Prep 10 mins
Cook 30 mins
My MIL is famous for her chocolate chip cookies, or at least she WAS until last year when I made these and sadly hers just sat while these were gobbled up so I think she's using my recipe this year. I highly recommend doubling this recipe as they really seem to disappear quickly.
- 1 1⁄2 cups brown sugar, firmly packed
- 1⁄2 cup white sugar
- 3 tablespoons vanilla sugar or 2 teaspoons vanilla extract
- 1 cup unsalted butter (can decrease slightly) or 1 cup margarine (can decrease slightly)
- 2 eggs
- 1⁄4 teaspoon salt
- 1⁄4 cup matzo meal
- 3⁄4 cup matzo meal (matzah cake meal -couldn't put in)
- 1 cup potato starch
- 2 cups chocolate chips
- 1 teaspoon baking powder
- Cream together sugars, vanilla, and butter. Blend in eggs.

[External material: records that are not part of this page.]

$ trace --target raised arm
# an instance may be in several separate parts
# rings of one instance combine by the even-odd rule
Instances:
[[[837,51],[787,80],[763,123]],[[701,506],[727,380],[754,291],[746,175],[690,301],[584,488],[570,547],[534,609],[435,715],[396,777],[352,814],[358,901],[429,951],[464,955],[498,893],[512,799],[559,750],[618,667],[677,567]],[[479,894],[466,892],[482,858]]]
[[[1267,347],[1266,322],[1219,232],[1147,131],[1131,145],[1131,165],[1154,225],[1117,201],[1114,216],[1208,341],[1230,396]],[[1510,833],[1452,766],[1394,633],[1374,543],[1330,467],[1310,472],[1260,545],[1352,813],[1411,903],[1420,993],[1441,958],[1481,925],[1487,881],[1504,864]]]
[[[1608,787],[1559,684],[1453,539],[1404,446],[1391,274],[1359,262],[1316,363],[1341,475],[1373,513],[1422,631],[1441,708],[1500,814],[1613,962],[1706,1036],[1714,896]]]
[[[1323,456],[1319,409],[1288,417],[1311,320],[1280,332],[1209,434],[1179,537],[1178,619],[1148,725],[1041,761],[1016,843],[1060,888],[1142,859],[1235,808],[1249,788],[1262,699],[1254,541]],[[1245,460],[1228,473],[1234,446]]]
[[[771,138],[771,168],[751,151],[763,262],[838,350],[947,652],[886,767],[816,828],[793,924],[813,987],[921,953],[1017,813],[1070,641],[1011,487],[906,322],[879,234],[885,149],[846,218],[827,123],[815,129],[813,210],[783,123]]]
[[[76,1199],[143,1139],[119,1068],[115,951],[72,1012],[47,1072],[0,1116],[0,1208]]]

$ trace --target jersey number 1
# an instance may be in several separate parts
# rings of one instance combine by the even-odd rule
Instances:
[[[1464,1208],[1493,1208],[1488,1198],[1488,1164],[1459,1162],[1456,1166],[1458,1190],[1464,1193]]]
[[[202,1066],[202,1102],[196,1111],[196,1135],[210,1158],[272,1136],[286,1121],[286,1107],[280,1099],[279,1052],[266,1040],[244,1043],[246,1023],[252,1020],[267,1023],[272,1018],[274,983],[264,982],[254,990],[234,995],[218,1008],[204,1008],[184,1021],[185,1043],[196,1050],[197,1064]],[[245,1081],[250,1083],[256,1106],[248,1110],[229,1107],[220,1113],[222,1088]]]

- Stir in the salt, matzah meal, cake meal, baking soda, potato starch, and chips.
- Chill the dough for an hour or overnight.
- Preheat oven to 350.
- On a parchment lined cookie sheet, drop teaspoonfuls of batter leaving room to spread.
- Bake for about 12 minutes.
- Let cool about 10 minuted before removing.
Amazing cookies - I made them last year for a friend's Seder, and a year later her guests are still telling me that they were the best Passover cookies they'd ever had. Thank you so much for posting - I'm getting very excited about making them again this year!
These cookies are AMAZING! They don't taste like Passover cookies at all (almost feel guilty eating them!)...they are thin and crisp on the outside, chewy on the inside - just perfect! My six year old suggested we could sell them and make lots of money and asked me to teach her how to make them for her kids when she grows up! Thanks for sharing!